Tek seferde aylarca seyahat etmek ve her gece performans fikri
korkutucuydu. - Öyleydi.
İngiltere turu eğlenceliydi çünkü
şovu ilk defa sergiledik
ve hepsi bu kadardı.
Ancak yolda geçen gerçek hayat ilginçti
çünkü gün boyunca küçük, gri bir aracın içinde
seyahat edip durduk. - Aynen.
Bir sonraki şovumuz için yoldayız
ve Dan çoktan İnternet'te gezinme pozisyonunu aldı.
Dur bir dakika. Sırf arabadasın diye Tumblr'da
güzel vakit geçiremezsin diye bir şey yok.
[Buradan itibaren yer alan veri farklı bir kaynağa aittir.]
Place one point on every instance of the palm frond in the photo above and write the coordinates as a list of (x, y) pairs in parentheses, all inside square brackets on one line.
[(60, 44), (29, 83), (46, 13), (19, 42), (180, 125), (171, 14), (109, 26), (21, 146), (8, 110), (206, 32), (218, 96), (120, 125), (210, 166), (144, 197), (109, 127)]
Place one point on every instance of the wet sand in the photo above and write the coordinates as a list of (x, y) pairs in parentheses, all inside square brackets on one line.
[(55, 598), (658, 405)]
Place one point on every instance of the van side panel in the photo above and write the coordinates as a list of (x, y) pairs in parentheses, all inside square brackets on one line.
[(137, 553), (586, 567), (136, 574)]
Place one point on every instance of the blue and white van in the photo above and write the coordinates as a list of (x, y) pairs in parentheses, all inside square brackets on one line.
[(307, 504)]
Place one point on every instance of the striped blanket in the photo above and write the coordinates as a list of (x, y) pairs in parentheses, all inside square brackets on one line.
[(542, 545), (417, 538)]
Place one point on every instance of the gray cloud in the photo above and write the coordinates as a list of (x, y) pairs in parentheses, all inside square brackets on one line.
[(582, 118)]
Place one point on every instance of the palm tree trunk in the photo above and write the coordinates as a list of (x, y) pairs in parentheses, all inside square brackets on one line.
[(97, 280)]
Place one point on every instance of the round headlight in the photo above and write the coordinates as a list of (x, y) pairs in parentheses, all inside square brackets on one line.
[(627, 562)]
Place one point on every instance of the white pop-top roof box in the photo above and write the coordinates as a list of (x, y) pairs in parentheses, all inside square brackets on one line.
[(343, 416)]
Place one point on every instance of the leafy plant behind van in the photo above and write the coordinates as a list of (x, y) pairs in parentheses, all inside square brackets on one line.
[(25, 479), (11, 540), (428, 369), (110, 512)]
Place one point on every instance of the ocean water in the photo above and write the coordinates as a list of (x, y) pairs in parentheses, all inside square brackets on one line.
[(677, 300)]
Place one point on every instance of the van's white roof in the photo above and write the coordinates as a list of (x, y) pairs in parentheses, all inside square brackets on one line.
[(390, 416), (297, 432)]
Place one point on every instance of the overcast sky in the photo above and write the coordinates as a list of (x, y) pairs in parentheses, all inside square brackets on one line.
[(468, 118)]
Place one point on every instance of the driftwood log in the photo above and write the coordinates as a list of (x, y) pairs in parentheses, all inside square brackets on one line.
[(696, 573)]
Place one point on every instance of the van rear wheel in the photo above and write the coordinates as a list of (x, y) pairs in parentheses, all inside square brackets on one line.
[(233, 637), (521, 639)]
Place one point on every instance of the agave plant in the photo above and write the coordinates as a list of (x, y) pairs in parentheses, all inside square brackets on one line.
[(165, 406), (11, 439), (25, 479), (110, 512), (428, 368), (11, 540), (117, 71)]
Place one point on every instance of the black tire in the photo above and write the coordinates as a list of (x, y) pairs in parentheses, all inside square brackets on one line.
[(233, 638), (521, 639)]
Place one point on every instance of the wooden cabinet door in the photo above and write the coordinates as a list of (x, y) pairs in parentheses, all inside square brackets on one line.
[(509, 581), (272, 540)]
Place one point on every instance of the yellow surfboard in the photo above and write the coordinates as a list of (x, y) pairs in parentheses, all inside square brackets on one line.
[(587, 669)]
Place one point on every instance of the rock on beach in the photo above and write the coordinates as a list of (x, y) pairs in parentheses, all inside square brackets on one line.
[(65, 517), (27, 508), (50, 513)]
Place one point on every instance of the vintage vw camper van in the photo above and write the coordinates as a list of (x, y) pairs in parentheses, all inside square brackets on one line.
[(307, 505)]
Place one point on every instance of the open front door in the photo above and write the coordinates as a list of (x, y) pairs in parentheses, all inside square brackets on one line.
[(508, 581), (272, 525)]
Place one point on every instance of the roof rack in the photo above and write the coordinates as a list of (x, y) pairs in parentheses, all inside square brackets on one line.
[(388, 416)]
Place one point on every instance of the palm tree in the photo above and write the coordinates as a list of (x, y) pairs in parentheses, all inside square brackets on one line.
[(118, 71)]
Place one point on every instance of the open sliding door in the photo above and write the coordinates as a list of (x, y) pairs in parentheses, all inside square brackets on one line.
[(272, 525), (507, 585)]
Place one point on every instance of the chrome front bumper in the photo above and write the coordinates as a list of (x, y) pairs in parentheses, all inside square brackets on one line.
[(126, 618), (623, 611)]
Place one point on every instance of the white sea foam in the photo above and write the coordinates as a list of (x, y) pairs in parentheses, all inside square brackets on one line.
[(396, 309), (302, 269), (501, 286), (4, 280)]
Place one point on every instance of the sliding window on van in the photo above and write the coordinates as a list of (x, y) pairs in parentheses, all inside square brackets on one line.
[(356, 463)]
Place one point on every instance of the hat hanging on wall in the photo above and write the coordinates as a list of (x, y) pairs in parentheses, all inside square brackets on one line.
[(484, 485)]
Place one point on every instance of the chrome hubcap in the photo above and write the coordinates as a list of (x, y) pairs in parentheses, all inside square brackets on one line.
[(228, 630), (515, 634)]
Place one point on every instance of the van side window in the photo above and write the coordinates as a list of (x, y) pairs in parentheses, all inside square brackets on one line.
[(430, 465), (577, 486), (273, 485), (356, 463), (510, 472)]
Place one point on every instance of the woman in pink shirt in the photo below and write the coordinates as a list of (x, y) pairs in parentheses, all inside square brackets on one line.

Gün boyu seyahat ediyorduk.
Seyahat hastalığım için iyi değildi.
Çünkü herkes bilgisayarının başındaydı,
e-postalarına bakıyordu
ve ben de pencereden dışarı şöyle bakıyordum.
Hayır, bunu yapmayacağız.
Bu humuslu cipslerin üzerindekileri okuyup
kusmam ne kadar sürecek
onu göreceğim.
Phil midesini üzerimize boşaltmadan önce.
Normal cipslere göre yüzde kırk
daha az yağ. Yağ oranı...
Midem bulandı bile. Yedi kelime oldu mu?
Otel odasının neye benzediğini görmek heyecan verici.
Bu hep eğlencelidir. Önümüzdeki
birkaç saat nereye tıkılı kalacağım diye merak edersiniz.
Beğenir veya beğenmezsiniz.
Hapishanede miyiz?
Hayatlarımız biraz... Ne yapıyorsun sen?
Phil bir sandalyede dikiliyor. Ne yapıyorsun?
Seni korkuttum mu?
Yukarı bakıp ne kadar uzun diye düşün istedim.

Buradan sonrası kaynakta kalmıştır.